I would love to get your input on this on how to become a data engineer like what are some skills required and how did you do it assuming you have a programming background.
Are you trying to switch technical specialties or coming in new? I’m assuming the former from your ask, but going to generalize for all readers.
If it’s the latter, I’d say most data engineers seem to come from either a standard development background focused mostly on back end work. You know how to do ORMs but are also decent at SQL and database structure, but most importantly, have been doing coding for a while.
You come from an analytical background, data analysis, data science, visualization, etc. You may not be as proficient at production coding practices, but you really grok data and all its messiness, when to do an aggregated, denormalized structure vs a normalized transactional one, etc..
Either way, you need to enhance whatever skills your lacking on either the standard code side (likely in Scala or Python) or you need to get a little more familiar with various data storage types (relational databases, graph, document store, etc.) and the weirdness inherent in data that analysts and statisticians are happy to tell you about.
If you’re coming in totally cold out of a boot camp or college, then the basics are really try to understand at least the basics of SQL and how databases work (this is the basis of all the other more complicated stuff anyway), a programming language (Python is your faster bet here if you’ve never programmed), and a sampling of a few other things – data modeling, how APIs work, ORMs, what data scientists/analysts/visualization people do, how back end datasources work for standard software, a bit of DevOps, etc. The big parts are the basics of data and programming to access and process it then store it elsewhere though because that’s the foundation.
Happy to answer more questions since I sort of fell into it over the years, but work with a variety of other data engineers and also make a point of teaching and spreading the word when I can.
Thank you for writing such a thoughtful reply and It means a lot. I have mostly programmed in python and I do have the knowledge of SQL but not advance just beginner since I mostly did ORM instead of writing plain SQL queries but I would love to know more like what resource can I consume since to broaden my knowledge
No worries. The main reason for learning SQL is it’s the basis of other query languages for non-relational databases. I’d say knowing the basics will get you a ways from that standpoint, and the advanced stuff you end up picking up as you do it.

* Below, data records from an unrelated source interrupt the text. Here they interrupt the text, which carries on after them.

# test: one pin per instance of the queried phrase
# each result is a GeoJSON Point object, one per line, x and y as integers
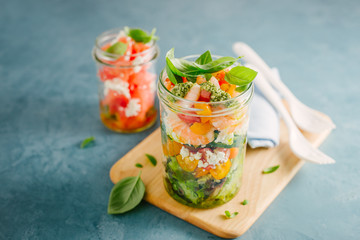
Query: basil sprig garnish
{"type": "Point", "coordinates": [126, 195]}
{"type": "Point", "coordinates": [140, 35]}
{"type": "Point", "coordinates": [152, 159]}
{"type": "Point", "coordinates": [204, 65]}
{"type": "Point", "coordinates": [230, 215]}
{"type": "Point", "coordinates": [204, 58]}
{"type": "Point", "coordinates": [183, 68]}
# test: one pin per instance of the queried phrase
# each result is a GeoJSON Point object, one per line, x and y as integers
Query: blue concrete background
{"type": "Point", "coordinates": [51, 189]}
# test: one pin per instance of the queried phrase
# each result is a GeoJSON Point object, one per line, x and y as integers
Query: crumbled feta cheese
{"type": "Point", "coordinates": [184, 152]}
{"type": "Point", "coordinates": [117, 85]}
{"type": "Point", "coordinates": [213, 159]}
{"type": "Point", "coordinates": [195, 156]}
{"type": "Point", "coordinates": [202, 164]}
{"type": "Point", "coordinates": [133, 108]}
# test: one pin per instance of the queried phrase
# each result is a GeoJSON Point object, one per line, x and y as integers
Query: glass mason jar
{"type": "Point", "coordinates": [126, 84]}
{"type": "Point", "coordinates": [204, 146]}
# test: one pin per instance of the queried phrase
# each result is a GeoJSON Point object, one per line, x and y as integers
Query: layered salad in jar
{"type": "Point", "coordinates": [126, 68]}
{"type": "Point", "coordinates": [204, 118]}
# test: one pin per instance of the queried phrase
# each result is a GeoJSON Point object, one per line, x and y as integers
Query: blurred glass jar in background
{"type": "Point", "coordinates": [126, 71]}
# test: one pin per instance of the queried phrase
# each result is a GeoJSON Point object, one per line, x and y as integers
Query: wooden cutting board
{"type": "Point", "coordinates": [259, 189]}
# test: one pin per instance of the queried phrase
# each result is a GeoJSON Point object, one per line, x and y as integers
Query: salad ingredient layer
{"type": "Point", "coordinates": [204, 150]}
{"type": "Point", "coordinates": [127, 102]}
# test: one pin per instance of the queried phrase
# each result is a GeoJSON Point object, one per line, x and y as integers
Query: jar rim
{"type": "Point", "coordinates": [109, 34]}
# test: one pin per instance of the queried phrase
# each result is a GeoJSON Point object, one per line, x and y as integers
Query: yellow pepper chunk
{"type": "Point", "coordinates": [206, 110]}
{"type": "Point", "coordinates": [201, 128]}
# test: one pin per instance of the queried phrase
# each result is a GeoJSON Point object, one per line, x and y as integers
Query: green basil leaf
{"type": "Point", "coordinates": [138, 165]}
{"type": "Point", "coordinates": [230, 215]}
{"type": "Point", "coordinates": [270, 169]}
{"type": "Point", "coordinates": [244, 202]}
{"type": "Point", "coordinates": [204, 58]}
{"type": "Point", "coordinates": [184, 68]}
{"type": "Point", "coordinates": [117, 48]}
{"type": "Point", "coordinates": [152, 159]}
{"type": "Point", "coordinates": [140, 35]}
{"type": "Point", "coordinates": [87, 141]}
{"type": "Point", "coordinates": [126, 195]}
{"type": "Point", "coordinates": [240, 76]}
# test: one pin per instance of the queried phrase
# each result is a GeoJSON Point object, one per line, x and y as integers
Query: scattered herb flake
{"type": "Point", "coordinates": [270, 169]}
{"type": "Point", "coordinates": [126, 195]}
{"type": "Point", "coordinates": [244, 202]}
{"type": "Point", "coordinates": [138, 165]}
{"type": "Point", "coordinates": [87, 141]}
{"type": "Point", "coordinates": [152, 159]}
{"type": "Point", "coordinates": [230, 215]}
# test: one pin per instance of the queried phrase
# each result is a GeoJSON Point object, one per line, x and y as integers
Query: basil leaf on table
{"type": "Point", "coordinates": [240, 76]}
{"type": "Point", "coordinates": [204, 58]}
{"type": "Point", "coordinates": [152, 159]}
{"type": "Point", "coordinates": [117, 48]}
{"type": "Point", "coordinates": [87, 141]}
{"type": "Point", "coordinates": [138, 165]}
{"type": "Point", "coordinates": [126, 195]}
{"type": "Point", "coordinates": [230, 215]}
{"type": "Point", "coordinates": [270, 169]}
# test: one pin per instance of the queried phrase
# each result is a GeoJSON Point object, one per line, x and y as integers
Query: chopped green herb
{"type": "Point", "coordinates": [204, 58]}
{"type": "Point", "coordinates": [230, 215]}
{"type": "Point", "coordinates": [217, 94]}
{"type": "Point", "coordinates": [270, 169]}
{"type": "Point", "coordinates": [140, 35]}
{"type": "Point", "coordinates": [117, 48]}
{"type": "Point", "coordinates": [244, 202]}
{"type": "Point", "coordinates": [138, 165]}
{"type": "Point", "coordinates": [126, 195]}
{"type": "Point", "coordinates": [152, 159]}
{"type": "Point", "coordinates": [87, 141]}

I stumbled a lot into how some of this works by experience, but I’d say doing basic free tutorials for various database types (Postgres for relational, MongoDB for document, Neo4j for graph) are a good start. There’s a ton of links out there on Dev.to and various Medium sites (Toward Data Science often has some good stuff) to get you on more of the basics of data engineering.
This is also an interesting way to look at things since you’re already doing Python.
Beyond that, I’d say look into the idea of DataOps (using DevOps, Agile, and Lean principles to work data projects) for some good way to get up to speed on the up and coming way to go. The DataOps Podcast is a great way to do that, along with resources that are put out by a few companies pushing the idea forward that have put out a ton of free info.
Also, if you haven’t found it already, the Data Engineering podcast is a good place to get an idea of general toolsets and challenges being used.
Probably a lot more to cover there – I’d say just getting the basics and a good hold on how to work with data in general as well as make sure your understanding of different data storage types, brush up on your coding (especially libraries like Pandas and PySpark to work with data frames), etc. The joy and terror of data engineering is that it’s so wildly different for each implementation based on what you’re trying to build, but those basics don’t change much (general ideas of how to build a data warehouse haven’t changed in like 40 years).
No personal experience, but I’ve come across some guides and learning resources that might help.
Thank you for sharing these
I recommend you check “Designing Data-Intensive Applications” from Martin Kleppmann. It’s a good introduction to many of the aspects you’ll have to deal with as a Data Engineer. Another source of good information are podcasts, I can vouch for The Data Engineering Podcast and the data section of Software Engineering Daily. Both have some really good interview with people from the industry that can shed light on how data engineering fits in different companies.
Sure I’ll check them out
Thank you for sharing these resources